程なくして、白銀輝く髪をなびかせて、生まれついての女王である。魔王の愛娘が、晴れやかな微笑みを称えて、王座に現れた。傍らには長年側で見守り続けた少年がいて、その少し後に。ハッと目を引く金髪の少女が、つき従っていたあれが噂のレイラ・バレス(オールラウンダー)候補者か。その後ろには黒髪の若武者姿の豊満な美しい女性、栗色の小柄な少女、影の気配を持った女性、何れもすさまじいまでの実力者達である。いやリルム様に劣らない覇気を感じていた。
「ほう」
思わず感嘆のため息が漏れる。それはこの場にいた誰が着いたため息か、いやこの場にいた皆が吐いた可能性すらあった。
ダレークにとっては、実に久しぶりに感じた。ワクワクであった。
「姫様。お久しぶりです」
万感の思いを噛み締めるように錆のあるテノールが、古城の王座の間に響く。
「ええ。ええ!?。ダレーク。良かった……………………」
リルムは、ダレークが抱えていた闇を知っていた。それだけに柔らかな笑みすら浮かべていた様子に。ほっこりと胸が温かくなっていた。
「こうして直接会うのは初めてだね。気配は知っていたけど。貴方がリルムちゃんの叔父さんですね」
真っ直ぐな眼差し。一見柔和であり、街中であっても優しそうな少年のイメージを抱くことだろう、だが一度敵に回れば、容赦なく敵を攻撃できる素早い判断と。高度な治世を理解できる頭をもち、偉大なる父王すらも。越える逸材。それが我々の大切な姪が選んだ相手であった。

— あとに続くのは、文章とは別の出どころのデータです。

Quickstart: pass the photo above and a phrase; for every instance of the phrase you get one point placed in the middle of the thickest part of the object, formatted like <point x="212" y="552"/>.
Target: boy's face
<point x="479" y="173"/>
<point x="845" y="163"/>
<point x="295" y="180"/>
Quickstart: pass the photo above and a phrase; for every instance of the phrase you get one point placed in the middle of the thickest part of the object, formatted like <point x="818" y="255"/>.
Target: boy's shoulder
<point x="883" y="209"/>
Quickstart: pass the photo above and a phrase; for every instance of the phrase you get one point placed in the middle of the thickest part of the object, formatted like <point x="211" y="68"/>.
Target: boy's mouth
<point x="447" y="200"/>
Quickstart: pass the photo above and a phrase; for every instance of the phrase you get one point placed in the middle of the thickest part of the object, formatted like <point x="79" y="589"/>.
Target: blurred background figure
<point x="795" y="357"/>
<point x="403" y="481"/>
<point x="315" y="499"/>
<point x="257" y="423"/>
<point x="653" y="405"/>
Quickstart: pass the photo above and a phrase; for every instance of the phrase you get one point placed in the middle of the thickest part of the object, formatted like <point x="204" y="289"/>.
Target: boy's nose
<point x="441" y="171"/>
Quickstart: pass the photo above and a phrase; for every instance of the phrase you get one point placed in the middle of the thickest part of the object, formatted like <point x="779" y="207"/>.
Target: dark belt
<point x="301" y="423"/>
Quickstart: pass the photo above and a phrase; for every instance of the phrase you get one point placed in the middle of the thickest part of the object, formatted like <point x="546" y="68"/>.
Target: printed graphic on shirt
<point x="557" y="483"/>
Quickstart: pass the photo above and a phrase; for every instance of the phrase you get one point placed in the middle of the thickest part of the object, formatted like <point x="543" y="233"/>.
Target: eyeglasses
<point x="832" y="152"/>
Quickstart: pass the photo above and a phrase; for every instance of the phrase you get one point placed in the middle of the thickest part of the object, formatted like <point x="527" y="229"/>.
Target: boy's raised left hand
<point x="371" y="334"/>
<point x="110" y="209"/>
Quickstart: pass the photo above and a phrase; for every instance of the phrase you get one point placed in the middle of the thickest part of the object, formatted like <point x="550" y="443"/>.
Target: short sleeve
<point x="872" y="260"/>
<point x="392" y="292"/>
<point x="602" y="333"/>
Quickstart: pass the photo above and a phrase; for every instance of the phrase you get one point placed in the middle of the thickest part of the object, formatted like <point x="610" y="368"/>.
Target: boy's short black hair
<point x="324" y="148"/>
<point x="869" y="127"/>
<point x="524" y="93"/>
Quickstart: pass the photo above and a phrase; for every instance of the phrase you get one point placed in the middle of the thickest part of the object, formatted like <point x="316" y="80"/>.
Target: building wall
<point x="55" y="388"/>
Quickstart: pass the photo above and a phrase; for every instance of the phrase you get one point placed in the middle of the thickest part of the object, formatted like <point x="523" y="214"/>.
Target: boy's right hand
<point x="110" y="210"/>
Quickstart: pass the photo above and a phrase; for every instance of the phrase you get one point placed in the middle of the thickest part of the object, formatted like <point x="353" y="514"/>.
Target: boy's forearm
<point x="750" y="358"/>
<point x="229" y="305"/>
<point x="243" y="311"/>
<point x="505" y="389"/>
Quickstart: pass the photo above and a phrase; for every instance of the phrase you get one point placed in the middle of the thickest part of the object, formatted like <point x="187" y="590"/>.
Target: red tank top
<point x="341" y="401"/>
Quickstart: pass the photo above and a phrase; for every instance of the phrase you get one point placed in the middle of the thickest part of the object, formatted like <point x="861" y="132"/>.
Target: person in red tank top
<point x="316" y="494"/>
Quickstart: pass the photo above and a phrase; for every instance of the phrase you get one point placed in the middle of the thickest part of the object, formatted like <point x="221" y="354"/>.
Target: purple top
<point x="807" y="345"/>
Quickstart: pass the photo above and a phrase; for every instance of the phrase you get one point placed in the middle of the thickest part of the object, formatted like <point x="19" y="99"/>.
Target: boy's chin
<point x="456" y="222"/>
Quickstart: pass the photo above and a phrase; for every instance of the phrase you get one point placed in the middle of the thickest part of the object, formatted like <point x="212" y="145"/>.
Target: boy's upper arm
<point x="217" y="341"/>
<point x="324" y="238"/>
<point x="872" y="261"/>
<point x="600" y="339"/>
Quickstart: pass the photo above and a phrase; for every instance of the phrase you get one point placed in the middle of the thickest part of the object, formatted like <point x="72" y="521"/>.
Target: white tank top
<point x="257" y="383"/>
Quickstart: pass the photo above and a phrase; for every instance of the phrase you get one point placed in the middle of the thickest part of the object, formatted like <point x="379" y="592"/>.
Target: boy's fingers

「そうだな、改めて初めましてシンク・ハウチューデン殿下、……………オレ達の大切な宝石を頼む」
静かに、それでいて思いを込めた黙礼に。リルムは頬を赤く。シンクは破顔していた。簡単に言えば、気に入ったのだダレークと言う男を。古代の民のため。見た目は青年であるが、非常に老成した雰囲気を醸し出す。苦労人らしい空気すら纏う男を、
「はい」
にこやかに弾んだ返事をしていた。
婚約者達と供に、しばらく和やかな話が弾んだ。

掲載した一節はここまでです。